2. Review Process: The referee watches the incident on a pitch-side monitor, utilizing various camera angles and speeds to determine whether the initial decision was correct.
3. Final Decision: The referee makes the final decision based on the video evidence. If the challenge is successful, the team retains the right to challenge again; if unsuccessful, the coach loses the ability to challenge for the remainder of that half or extra time.

== History ==
After Video Support was tested in the Spanish Futsal League, it made its debut in a FIFA tournament at the 2021 Futsal World Cup. Following its successful implementation in futsal, the system was renamed Football Video Support and tested in various FIFA association football tournaments. National federations soon expressed interest in adopting the technology for their own competitions.

=== Futsal ===
Football video support was first introduced in futsal at the 2021 FIFA Futsal World Cup in Lithuania. A notable instance of its use was during the final match between Portugal and Argentina, where the Argentine player Cristian Borruto was sent off following a successful challenge by the Portuguese team. Previously, FVS had already been tested in the Primera División de Futsal and other futsal competitions organized by the Royal Spanish Football Federation. FVS was used again during the 2024 FIFA Futsal World Cup.
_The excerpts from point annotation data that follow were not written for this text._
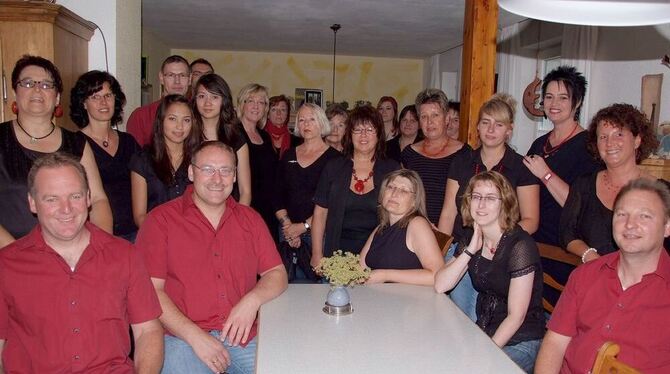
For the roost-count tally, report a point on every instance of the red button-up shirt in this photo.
(206, 270)
(55, 319)
(594, 309)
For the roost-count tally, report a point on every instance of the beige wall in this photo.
(357, 78)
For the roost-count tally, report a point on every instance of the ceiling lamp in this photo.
(593, 12)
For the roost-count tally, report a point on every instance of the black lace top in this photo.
(516, 256)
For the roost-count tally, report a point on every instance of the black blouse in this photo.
(157, 191)
(296, 185)
(115, 175)
(516, 255)
(15, 163)
(433, 173)
(467, 164)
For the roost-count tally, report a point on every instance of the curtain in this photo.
(578, 49)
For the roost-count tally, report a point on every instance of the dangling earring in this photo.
(58, 112)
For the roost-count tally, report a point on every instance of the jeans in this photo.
(180, 358)
(524, 353)
(464, 294)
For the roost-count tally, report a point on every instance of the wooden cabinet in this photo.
(47, 30)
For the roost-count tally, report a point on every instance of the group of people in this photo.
(207, 190)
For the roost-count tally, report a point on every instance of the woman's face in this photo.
(254, 107)
(398, 198)
(308, 126)
(433, 120)
(616, 145)
(364, 137)
(485, 204)
(409, 125)
(208, 103)
(492, 132)
(337, 125)
(177, 123)
(100, 105)
(279, 113)
(386, 111)
(36, 101)
(558, 103)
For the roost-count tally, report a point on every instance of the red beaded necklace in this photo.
(359, 186)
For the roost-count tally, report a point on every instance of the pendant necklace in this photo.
(34, 139)
(359, 186)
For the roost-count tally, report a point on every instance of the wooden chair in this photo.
(555, 253)
(443, 241)
(607, 363)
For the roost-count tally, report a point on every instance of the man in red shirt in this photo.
(175, 78)
(204, 252)
(68, 290)
(622, 297)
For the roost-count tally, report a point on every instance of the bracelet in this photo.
(587, 252)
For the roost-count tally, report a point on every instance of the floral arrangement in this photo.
(342, 269)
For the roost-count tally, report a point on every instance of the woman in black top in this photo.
(620, 136)
(252, 104)
(402, 248)
(214, 114)
(345, 211)
(298, 174)
(432, 156)
(409, 133)
(504, 263)
(159, 173)
(96, 106)
(38, 86)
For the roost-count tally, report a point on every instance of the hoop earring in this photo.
(58, 112)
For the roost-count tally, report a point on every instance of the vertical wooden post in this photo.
(480, 25)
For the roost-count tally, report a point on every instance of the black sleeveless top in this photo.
(15, 163)
(388, 250)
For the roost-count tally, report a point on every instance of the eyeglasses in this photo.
(257, 102)
(176, 77)
(488, 199)
(368, 130)
(209, 171)
(399, 190)
(44, 85)
(99, 98)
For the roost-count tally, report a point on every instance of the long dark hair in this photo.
(160, 158)
(87, 85)
(228, 128)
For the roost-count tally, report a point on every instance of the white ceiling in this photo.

=== Association football ===
After the successful implementation in futsal, FIFA also used the new system at the Blue Stars/FIFA Youth Cup in 2024 and then announced the implementation for the 2024 FIFA U-20 Women's World Cup. In October 2024, FIGC President Gabriele Gravina informed IFAB that they wanted to test FVS in Italy's Serie C. Knut Kircher, the sporting director of DFB Schiri GmbH, also expressed that they were open to introducing it in the German leagues. The system will be used in the 2025–26 season of Liga F, and in the 2026 season of the Canadian Premier League.

== Differences to VAR ==
While both FVS and VAR aim to correct clear and obvious errors, their implementation and operational procedures differ significantly:

- Initiation: VAR is automatically triggered by a video assistant referee, whereas FVS requires a coach's challenge.
- Final Decision: In both systems, the on-field referee has the final say, but in VAR, the process can include "silent checks" that do not delay the game, unlike the mandatory stop in play for a FVS challenge review.
- Location: The Replay Operator is positioned pitchside, behind the Referee Review Area (RRA), and is responsible for providing the best possible broadcast angles from that location.